DM: Well now you’ve mentioned it, let me put to you Syria. We don’t know the scale of any involvements or what it might entail but it is getting closer. Is that the kind of warning the government should heed?

LORD DANNATT: Well if you are talking about Syria specifically, and I heard the last half of your discussion with Lord Reid just now, I am very much from a personal point of view in the camp of those who would not wish to be involved or intervene in any shape or form as far as Syria is concerned. It is a very complex situation and I think there is a real danger of an arm going in a mangle in the way that John Reid was describing, that a small intervention of perhaps just light weapons going to some form of the Syrian opposition – and goodness knows it’s so complex, it’s really hard to know which bit of the opposition to be arming – that that becomes the thin end of the wedge, the arm goes in the mangle and we get ourselves into a much larger intervention.

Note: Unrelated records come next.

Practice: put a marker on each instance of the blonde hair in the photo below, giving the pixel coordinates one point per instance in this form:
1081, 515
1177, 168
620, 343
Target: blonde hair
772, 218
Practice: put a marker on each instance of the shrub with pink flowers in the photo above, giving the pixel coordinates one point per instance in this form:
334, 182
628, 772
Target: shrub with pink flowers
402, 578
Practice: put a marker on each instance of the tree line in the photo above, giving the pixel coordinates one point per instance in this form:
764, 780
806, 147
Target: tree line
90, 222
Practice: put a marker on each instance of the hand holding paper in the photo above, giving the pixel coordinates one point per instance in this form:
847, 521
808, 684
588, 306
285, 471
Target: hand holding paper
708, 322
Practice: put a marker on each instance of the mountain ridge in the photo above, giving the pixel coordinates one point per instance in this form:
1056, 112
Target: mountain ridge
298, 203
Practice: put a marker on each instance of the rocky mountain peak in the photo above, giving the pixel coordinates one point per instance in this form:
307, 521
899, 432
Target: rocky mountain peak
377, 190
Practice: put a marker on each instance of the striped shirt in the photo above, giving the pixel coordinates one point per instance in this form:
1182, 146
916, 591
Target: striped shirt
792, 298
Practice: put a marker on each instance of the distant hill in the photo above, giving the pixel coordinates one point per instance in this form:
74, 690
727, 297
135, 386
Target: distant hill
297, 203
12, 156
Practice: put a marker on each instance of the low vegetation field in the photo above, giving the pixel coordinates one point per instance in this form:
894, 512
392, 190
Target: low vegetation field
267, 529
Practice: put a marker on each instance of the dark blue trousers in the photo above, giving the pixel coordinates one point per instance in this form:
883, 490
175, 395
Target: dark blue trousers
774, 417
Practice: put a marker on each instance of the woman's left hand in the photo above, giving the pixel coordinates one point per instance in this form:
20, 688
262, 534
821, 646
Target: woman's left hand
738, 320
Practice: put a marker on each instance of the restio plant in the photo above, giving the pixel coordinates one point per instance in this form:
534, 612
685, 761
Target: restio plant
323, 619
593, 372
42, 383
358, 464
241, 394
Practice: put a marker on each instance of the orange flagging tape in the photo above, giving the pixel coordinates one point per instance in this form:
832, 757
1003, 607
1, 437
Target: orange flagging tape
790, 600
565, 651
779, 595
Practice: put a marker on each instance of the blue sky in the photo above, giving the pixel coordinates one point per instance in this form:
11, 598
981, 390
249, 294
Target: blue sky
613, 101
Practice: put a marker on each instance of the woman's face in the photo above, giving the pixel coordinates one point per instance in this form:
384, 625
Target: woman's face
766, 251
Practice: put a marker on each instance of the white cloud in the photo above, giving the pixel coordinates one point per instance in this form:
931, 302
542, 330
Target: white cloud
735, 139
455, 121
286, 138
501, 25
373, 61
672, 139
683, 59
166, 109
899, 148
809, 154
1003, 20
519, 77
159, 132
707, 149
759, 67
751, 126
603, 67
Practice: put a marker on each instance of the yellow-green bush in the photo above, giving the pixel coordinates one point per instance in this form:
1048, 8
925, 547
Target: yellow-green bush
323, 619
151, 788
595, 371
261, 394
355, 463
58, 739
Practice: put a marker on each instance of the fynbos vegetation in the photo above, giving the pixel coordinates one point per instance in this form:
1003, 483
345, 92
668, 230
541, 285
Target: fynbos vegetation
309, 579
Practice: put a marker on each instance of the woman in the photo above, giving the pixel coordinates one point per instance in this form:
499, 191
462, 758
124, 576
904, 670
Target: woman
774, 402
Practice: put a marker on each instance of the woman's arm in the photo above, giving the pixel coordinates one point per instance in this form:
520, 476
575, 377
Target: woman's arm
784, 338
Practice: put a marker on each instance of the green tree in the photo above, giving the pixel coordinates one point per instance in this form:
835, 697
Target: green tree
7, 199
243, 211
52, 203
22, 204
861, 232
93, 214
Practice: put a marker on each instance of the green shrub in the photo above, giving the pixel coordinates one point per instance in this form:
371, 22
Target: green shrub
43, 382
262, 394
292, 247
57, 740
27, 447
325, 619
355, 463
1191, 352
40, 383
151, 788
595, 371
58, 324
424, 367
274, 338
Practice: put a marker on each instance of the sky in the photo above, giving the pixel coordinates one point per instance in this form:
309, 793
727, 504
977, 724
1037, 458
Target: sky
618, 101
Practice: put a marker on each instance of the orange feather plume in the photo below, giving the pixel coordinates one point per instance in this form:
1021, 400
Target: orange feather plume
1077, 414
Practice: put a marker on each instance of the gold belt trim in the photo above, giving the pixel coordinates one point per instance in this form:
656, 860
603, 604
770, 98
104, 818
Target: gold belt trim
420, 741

If we have learnt anything in the last few years it is that we don’t get involved in another intervention without having a very clear idea of what we’re going to do, who we’re going to help, what the plan is and what the exist strategy is. Surely we’ve all not forgotten those lessons of Iraq and Afghanistan so quickly.

DM: But that’s the political side of it isn’t it, would the army if ordered to, they carry out orders, have the capabilities in your view for instance to get involved in a training role or something like that, if weapons were given to the rebels?

LORD DANNATT: The army of course would do whatever the elected government of the day said it wanted it to do. There is obviously some discussions about whether any potential operation should be debated in Parliament and I believe that it should be, with something that is actually as controversial as this is but at the end of the day the Army will of course do whatever it is required to do. There is of course the question of its capabilities but given that the Army is going to be reducing and removing, ending its combat operations in Afghanistan by the end of the next year, there is theoretically some capability to do something else but we have got to think very long and hard about whether an operation of any shape or form in Syria makes any sense at all. Personally I don’t believe it does, the route should be a diplomatic route and not an interventionist route.

DM: Okay, Lord Dannatt, thank you very much indeed for your time. Lord Dannatt there, former Head of the Army there.